Alongside these traditional course material services, the University Libraries has been active in promoting the use of open educational resources, or OER, to instructors since 2015. In partnership with Student Government, the Libraries created an award to facilitate faculty adoption of OER and other no-cost materials, such as library-licensed content. This initiative, affectionately named the SCoer Award, offers faculty a stipend for attending a librarian-led workshop and then transitioning to a course completely free of textbook costs over an academic year. This award has led to upfront cost-savings of over $384,000 for students.

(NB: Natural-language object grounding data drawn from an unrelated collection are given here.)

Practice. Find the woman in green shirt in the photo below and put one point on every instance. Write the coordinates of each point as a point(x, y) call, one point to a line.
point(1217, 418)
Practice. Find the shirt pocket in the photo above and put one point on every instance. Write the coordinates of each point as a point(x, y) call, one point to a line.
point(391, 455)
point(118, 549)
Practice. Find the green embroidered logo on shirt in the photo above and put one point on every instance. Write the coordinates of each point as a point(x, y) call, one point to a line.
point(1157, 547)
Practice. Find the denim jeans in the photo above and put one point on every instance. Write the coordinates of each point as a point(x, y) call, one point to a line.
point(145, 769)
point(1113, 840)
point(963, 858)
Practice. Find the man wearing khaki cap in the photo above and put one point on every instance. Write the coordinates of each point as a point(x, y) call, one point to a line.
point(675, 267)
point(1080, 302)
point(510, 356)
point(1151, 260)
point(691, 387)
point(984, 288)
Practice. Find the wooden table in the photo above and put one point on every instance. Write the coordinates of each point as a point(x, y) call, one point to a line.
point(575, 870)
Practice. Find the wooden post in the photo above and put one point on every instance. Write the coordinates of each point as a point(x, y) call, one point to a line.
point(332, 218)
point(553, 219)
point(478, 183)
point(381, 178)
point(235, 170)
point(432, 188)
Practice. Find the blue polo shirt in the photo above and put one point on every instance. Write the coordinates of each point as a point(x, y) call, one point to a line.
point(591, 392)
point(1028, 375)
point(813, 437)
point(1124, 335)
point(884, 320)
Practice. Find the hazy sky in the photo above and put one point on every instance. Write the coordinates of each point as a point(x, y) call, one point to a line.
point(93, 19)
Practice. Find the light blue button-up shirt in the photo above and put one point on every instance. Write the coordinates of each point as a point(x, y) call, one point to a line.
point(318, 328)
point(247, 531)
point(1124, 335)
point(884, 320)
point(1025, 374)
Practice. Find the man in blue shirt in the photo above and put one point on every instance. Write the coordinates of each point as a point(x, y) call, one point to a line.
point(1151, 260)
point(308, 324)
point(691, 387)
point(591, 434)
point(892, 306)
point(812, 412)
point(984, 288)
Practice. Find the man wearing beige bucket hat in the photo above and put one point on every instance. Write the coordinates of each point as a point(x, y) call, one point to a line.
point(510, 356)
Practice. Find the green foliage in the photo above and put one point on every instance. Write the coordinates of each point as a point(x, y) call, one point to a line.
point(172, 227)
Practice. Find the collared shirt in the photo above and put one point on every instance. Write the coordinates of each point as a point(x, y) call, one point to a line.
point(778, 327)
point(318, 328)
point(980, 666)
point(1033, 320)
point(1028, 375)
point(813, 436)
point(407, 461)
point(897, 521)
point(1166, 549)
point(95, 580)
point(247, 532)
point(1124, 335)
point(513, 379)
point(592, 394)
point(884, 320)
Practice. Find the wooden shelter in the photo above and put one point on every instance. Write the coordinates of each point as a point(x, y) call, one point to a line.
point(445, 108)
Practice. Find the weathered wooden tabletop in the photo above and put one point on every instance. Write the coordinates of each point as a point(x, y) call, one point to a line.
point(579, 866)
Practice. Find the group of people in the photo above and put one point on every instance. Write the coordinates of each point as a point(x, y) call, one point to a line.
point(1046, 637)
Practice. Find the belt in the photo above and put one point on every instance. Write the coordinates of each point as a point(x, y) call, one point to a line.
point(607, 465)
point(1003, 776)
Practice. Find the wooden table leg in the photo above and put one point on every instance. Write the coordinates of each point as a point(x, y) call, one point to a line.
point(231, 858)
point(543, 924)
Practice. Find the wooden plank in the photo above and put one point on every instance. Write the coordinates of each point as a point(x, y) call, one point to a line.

Beyond offering the SCoer Award, librarians have been leaders in supporting the use of OER across campus. Librarians have hosted workshops and spoken at several significant gatherings and events, ranging from Faculty Senate meetings to a Provost’s Retreat. The Libraries have hosted Open Education Week events annually since 2017, gathering students and faculty through a variety of approaches to discuss textbook affordability and opportunities to remove costs and other success barriers associated with traditional course materials.
In collaboration with Student Government, the Libraries support a ‘Professors for Student Affordability’ distinction to recognize instructors teaching classes that do not require students to purchase course materials. Recipients are listed on the Libraries’ OER LibGuide and receive a personalized letter of thanks from the Student Body President. There are currently 37 instructors who have been recognized as a Professor for Student Affordability.
The Libraries additionally offer a syllabus review service to assist instructors interested in investigating open and freely available course materials. Upon request, a librarian will perform a preliminary review of alternative materials that may be compatible with the existing course curriculum.
Finally, UofSC Libraries are involved in PASCAL’s Affordable Learning initiative, SCALE. Two UofSC librarians serve as members of the taskforce, contributing time and expertise to statewide programs designed to promote and build services surrounding affordable learning.
The outreach and participation of UofSC Libraries created significant cost-savings for students. As of December 2019, UofSC students have saved over a million dollars through the use of OER and other no-cost course materials.
Above are photos from some of the University of South Carolina Libraries Affordable Learning programs. From left to right: A display recognizing faculty who participated in the Textbook Hero program; a display of OpenStax textbooks; a display of student comments about the cost of textbooks.